Rubin’s (2006) perspective takes an alternative approach, attempting to create high-quality matches between treatment and control cases on all variables measured at baseline. Two recent developments in the technology of matching procedures have greatly improved the quality of matches that can be achieved. Historically, the number of variables on which high-quality matches could be achieved was limited because of the difficulty of finding cases that matched on several different variables. Rosenbaum and Rubin (1983) developed the idea of matching on the propensity score—the probability that the case would be in the treatment group based on measured background variables. They proved mathematically that if close matches between cases in the treatment and control groups could be achieved on the propensity score, the two groups would also be closely balanced on all baseline variables from which the propensity score was constructed. Propensity scores are typically created on the basis of a logistic regression equation in which the probability of being in the treatment group based on the measured covariates is estimated (see Schafer and Kang, 2008, for a discussion of available techniques). The distributions of each separate baseline covariate in the treatment and control groups can be compared to ensure that close matches have been achieved. Second, new optimal matching algorithms for pairing cases in the two groups maximize the comparability of the groups’ propensity scores (Rosenbaum, 2002). The central challenge for these modern matching procedures is ensuring that all important covariates related to both the treatment group and the outcome have been included in the construction of the propensity score. Otherwise stated, have “identical” units been created by the matching procedures?
Wu and colleagues (2008a,b; see also West and Thoemmes, 2010) used these procedures in a study of the effect of retention in first grade on children’s subsequent math and reading achievement. Based on input from subject matter experts, they measured 72 variables at baseline believed to possibly be related to retention, achievement, or both. Propensity scores were constructed using logistic regression. From 784 children who were below the median at school entrance, 97 pairs that were closely matched on the propensity scores were constructed using optimal matching procedures. Figure E-3 shows that the distribution of the retained and promoted groups on propensity scores became closely balanced following the use of the optimal matching procedures. The use of propensity scores helps rule out the possibility that preexisting differences (selection bias) between the groups could account for the results obtained.
The central challenge of the propensity score procedure is ensuring that the groups have been closely balanced on all important covariates. For example, matching on a few demographic variables is unlikely to represent fully all of the important baseline differences between the groups (Rubin, 2006). Checks on the balance for each individual covariate can be performed, and propensity scores can be reestimated or specific controls for unbalanced covariates included in the statistical models. Finally, researchers can conduct sensitivity analyses to explore how much the results would change if important covariates were omitted from the propensity score model.
Sometimes researchers believe that designs involving a pretest (baseline), a treatment, and a posttest (outcome) measure are sufficient to evaluate the effects of interventions. Such designs are attractive because of their ease of implementation, but they are far weaker in terms of causal inference than experimental and quasi-experimental designs. Campbell and Stanley (1966) present these designs in detail, considering them in a separate, weaker class of “pre-experimental” designs. The following threats to the level of certainty (internal validity) characterize the pretest–posttest design
History—Some other event unrelated to the treatment occurs between the pretest and posttest that could cause the observed effect in the absence of a treatment effect.
Maturation—Maturational growth or decline in individuals (or secular trends in larger units) could cause the observed effect in the absence of a treatment effect.
Instrumentation—A change in the measuring instrument could lead to increases or decreases in the level of the outcome variable in the absence of a treatment effect. Sometimes these changes can be quite subtle, as when a well-validated measurement instrument may measure different constructs in children of different ages (e.g., standardized math tests).
Testing—Simply the taking of a test or knowledge of the specific dimensions of one’s behavior that are being monitored could lead to increases or decreases in scores in the absence of a treatment effect.
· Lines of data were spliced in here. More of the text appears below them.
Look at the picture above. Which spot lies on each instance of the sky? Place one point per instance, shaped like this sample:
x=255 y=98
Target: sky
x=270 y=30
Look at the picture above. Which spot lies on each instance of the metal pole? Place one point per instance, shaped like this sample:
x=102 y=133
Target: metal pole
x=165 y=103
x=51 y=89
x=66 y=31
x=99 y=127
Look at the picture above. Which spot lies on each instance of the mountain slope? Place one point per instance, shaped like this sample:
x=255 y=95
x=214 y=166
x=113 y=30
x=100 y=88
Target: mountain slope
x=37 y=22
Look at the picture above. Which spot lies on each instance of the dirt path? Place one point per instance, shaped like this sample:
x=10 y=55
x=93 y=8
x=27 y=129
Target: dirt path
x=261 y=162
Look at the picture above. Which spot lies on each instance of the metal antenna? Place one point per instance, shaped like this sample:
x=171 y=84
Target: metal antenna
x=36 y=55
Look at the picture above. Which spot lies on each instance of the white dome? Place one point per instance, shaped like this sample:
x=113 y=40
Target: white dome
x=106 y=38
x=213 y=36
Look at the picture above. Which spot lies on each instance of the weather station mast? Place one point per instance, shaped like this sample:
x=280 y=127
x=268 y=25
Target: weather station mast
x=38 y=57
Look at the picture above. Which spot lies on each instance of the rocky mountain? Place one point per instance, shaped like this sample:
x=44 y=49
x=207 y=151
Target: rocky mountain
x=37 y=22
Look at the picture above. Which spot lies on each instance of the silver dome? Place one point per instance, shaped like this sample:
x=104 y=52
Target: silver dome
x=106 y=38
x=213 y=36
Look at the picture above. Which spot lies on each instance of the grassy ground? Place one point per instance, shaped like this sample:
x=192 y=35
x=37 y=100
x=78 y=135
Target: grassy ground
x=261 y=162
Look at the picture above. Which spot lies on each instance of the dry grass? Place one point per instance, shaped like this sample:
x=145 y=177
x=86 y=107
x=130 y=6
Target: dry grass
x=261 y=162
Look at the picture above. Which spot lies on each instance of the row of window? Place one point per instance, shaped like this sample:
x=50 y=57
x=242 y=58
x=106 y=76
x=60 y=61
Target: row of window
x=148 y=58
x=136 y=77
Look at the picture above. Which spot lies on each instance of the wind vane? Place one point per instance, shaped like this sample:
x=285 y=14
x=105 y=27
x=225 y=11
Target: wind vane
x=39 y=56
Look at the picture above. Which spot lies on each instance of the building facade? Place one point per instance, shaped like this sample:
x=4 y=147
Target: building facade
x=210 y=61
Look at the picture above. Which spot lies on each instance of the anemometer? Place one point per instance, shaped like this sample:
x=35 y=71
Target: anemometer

Statistical regression—Participants could be selected for treatment that is extreme relative to the mean of their group or is initiated at particular crisis periods in their lives (e.g., a period of binge eating during the holidays). Unreliability in measurement or the passage of the crisis with time could lead to scores that are closer to the mean upon retesting in the absence of a treatment effect. Again, these effects can be quite subtle (see Campbell and Kenny, 1999, for a review).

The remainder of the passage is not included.